More than 60 civil society leaders including MPs, climate experts, faith leaders and local councillors have signed an open letter accusing pensions and financial inclusion minister Guy Opperman of backing continued investment in fossil fuels.
Writing in The Telegraph earlier this month, Opperman argued investors with environmental concerns should hold onto their stocks in oil and gas companies so they can "nudge, cajole or vote firms towards lower-carbon business practices".
The minister has since sought to clarify his position, arguing that divestment "should be part of a strategic approach to managing pension schemes' exposure to risk, rather than something to be used by default" but that "forcing pension schemes to divest and sell their assets to others would be self-defeating and counterproductive".
But his comments have triggered a fierce backlash from divestment campaigners. Prominent voices including Green party MP and former leader Caroline Lucas, former Archbiship of Canterbury Rowan Williams and climate scientist Kevin Anderson from the Tyndall Centre for Climate Change Research signed an open letter criticising Opperman for ignoring the "clear moral, scientific and financial arguments for fossil fuel divestment".
"Despite clear evidence that we need to leave fossil fuels in the ground, companies such as Shell and Exxon are planning to significantly expand fossil fuel extraction by 2030," the letter states. "For every £1 invested by fossil fuel majors, over 95p ends up in further expansion of oil and gas reserves that are incompatible with a net zero trajectory," it adds, drawing on research by the Carbon Disclosure Project (CDP).
Opperman had originally argued that rather than exert pressure through divestment, investors should practice "constructive engagement" with fossil fuel companies. But the signatories of today's letter, which also include Mark Campanale - founder of the influencial Carbon Tracker think tank - said such tactics were misguided, adding that divestment can help protect people's pensions from being lumbered with investments in stranded fossil fuel assets as the world transitions to a low carbon economy.
"Mr Opperman's assertion that collaboration through investor engagement can turn fossil fuel majors into low-carbon companies is not borne out by evidence," the letter states. "Investor pressure has never reshaped any company's core business and cannot transform an entire sector of powerful multinationals."
Current government guidance to pension fund trustees acknowledges divestment as an appropriate strategy for those wishing to take action to tackle climate change.
And today Nest, one of the UK's biggest auto-enrolment pension funds, announced a fossil fuel divestment timeline as part of plans to move towards a net-zero investment portfolio by 2050. The pension scheme aims to fully divest from companies involved in thermal coal, oil sands, and Arctic drilling by 2025.

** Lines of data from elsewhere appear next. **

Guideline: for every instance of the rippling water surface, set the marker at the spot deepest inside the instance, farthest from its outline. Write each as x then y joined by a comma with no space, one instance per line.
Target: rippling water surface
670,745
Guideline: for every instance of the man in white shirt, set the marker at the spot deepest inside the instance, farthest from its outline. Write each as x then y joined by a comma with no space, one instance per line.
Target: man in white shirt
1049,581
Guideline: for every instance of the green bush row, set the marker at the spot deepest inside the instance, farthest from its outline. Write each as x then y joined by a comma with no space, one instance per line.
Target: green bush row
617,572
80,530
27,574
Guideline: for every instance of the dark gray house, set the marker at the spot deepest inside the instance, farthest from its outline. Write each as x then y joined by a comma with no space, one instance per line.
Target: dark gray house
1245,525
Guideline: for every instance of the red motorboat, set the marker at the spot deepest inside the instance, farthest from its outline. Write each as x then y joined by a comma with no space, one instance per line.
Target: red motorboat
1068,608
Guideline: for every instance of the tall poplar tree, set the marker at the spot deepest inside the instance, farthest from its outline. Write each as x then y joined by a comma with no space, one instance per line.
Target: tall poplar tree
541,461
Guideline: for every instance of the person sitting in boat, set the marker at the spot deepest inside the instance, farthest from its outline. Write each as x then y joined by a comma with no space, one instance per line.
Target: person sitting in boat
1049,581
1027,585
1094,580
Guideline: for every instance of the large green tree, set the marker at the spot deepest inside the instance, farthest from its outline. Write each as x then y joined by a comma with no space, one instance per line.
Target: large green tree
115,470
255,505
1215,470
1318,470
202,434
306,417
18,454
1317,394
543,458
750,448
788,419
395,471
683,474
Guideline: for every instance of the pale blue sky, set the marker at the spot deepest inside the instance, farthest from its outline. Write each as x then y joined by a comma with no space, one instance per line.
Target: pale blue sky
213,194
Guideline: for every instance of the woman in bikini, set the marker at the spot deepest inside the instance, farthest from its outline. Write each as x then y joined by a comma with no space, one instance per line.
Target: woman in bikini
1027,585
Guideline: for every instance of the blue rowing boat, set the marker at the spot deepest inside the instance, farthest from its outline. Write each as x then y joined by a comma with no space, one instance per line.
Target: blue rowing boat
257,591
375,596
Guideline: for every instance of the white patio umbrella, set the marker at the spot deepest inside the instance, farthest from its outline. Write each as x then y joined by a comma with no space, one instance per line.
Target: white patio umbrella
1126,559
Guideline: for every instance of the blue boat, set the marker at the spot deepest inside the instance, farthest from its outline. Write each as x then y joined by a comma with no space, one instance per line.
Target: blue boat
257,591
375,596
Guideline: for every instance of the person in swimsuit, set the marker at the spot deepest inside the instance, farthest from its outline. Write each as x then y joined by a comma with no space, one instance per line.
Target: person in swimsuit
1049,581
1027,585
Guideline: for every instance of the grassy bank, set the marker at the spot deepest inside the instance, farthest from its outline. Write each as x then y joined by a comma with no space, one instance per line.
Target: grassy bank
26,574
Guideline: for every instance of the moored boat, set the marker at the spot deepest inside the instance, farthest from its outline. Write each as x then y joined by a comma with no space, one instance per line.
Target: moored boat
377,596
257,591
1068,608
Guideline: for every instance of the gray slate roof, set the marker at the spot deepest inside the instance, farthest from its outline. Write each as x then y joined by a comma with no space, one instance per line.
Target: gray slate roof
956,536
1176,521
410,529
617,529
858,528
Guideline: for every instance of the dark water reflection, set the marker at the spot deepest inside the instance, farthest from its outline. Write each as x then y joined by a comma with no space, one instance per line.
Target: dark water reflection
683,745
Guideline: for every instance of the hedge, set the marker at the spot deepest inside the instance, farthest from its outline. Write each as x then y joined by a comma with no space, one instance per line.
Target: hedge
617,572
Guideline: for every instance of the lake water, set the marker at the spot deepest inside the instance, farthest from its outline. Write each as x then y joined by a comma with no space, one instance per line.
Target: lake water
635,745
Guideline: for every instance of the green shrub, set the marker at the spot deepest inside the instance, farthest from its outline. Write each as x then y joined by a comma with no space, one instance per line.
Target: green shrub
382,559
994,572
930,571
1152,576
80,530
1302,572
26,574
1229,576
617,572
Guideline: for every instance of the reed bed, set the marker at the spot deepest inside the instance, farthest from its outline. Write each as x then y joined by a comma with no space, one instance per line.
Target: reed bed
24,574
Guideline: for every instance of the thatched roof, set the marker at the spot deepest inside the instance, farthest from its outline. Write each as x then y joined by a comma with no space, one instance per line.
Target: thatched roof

In Westminster, meanwhile, 360 serving and former cross-party MPs have so far backed phasing out fossil fuel investments from the Parliamentary Pension Fund, including Labour leader Sir Keir Starmer, Department for Environment, Food and Rural Affairs minister Rebecca Pow and Committee on Climate Change chairman Lord Deben.
Responding to today's criticism, however, Opperman reiterated the government's commitment to achieving its 2050 net zero goal. "We cannot do this alone and expect companies and pension funds to join us in being part of the change to net zero," he added. "Our 2019 changes to regulations on environmental, social and governance issues are changing the way pension funds and asset managers operate. Forcing pension schemes to divest and sell their assets to others would be self-defeating and counterproductive."